“Sişşt Kızlar Bağırmaz!”

“Suistimal” nerede başlar? Suçlu Kim?

“Sişşt Kızlar Bağırmaz!” İranlı yönetmen Puran Dırahşende'nin 2013 yılında çekilen ve taciz, tecavüz konusunda suçun kimde ve nasıl başladığına dikkat çeken ve sorgulayan bir film. Gün geçmiyor ki bir çocuk tacizi konusunda haber okumayalım.

Son günlerde bu türden kişilerin linç edilme girişimleri ve haklarında idam kararı istenmesine ilişkin kamuoyu oluşturulmaya çalışılıyor. Bu konuda normal her insanın vicdanı doğal olarak harekete geçiyor. Ancak bir hukuk sistemi içinde yaşıyorsanız adaleti hukuka ve dolayısıyla devlete bırakmak gerekiyor. Ya değilse herkesin kendi hukukunu araması hak sayılıp “normal” haline gelebilir; ancak ortam kaosa sürüklenebilir.

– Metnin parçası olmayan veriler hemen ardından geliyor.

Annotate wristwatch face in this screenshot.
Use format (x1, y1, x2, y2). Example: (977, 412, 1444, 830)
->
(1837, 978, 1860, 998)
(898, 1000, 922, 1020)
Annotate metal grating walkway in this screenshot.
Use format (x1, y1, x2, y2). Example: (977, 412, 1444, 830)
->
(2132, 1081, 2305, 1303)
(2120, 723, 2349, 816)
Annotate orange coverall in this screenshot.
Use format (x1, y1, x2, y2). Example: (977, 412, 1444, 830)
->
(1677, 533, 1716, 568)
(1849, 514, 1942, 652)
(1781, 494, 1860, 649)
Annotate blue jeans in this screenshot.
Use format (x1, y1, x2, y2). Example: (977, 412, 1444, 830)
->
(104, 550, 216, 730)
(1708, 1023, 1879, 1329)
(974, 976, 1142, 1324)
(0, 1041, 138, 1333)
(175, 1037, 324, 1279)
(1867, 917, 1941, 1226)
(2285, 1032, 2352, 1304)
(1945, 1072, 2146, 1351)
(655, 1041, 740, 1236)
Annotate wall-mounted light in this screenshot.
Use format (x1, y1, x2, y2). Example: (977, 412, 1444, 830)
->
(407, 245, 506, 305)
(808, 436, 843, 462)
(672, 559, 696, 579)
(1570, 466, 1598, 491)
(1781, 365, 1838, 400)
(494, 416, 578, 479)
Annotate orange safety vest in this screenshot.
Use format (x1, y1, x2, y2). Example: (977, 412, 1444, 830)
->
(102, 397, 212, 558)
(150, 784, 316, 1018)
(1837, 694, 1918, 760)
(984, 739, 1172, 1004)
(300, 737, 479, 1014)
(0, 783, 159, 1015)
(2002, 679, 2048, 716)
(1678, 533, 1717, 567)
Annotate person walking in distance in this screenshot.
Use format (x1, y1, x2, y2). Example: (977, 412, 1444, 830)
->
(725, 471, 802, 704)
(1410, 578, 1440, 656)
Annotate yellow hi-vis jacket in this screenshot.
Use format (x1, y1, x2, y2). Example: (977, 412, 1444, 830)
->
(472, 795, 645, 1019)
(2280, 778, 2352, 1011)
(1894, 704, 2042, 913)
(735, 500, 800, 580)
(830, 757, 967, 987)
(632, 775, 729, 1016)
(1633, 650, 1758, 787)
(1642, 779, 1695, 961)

“Sişşt Kızlar Bağırmaz!” filminde Şirin, birkaç saat sonra evlenecekken üzerinde gelinlikle bir cinayet işler ve bir kapıcıyı öldürür; düğün iptal edilir. Şirin’in avukatı Şirin’in eşinden yardım ister, ailesiyle görüşür ve Şirin’in çocukluk yıllarına kadar iner. Şirin, 8 yaşında iken anne babasının emanet ettiği ailenin şoförü tarafından sistematik olarak tecavüze uğrar. Şirin, durumu defalarca öğretmenlerine, annesine babasına anlatmak ister ama, Şirin’i dinleyen olmaz. Annenin işi vardır, öğretmen meşguldür, zil çalmıştır vs. Şirin kendini çaresiz ve yalnızlık içinde bulur ve karşı koyamadığı bu durum uzun sürer.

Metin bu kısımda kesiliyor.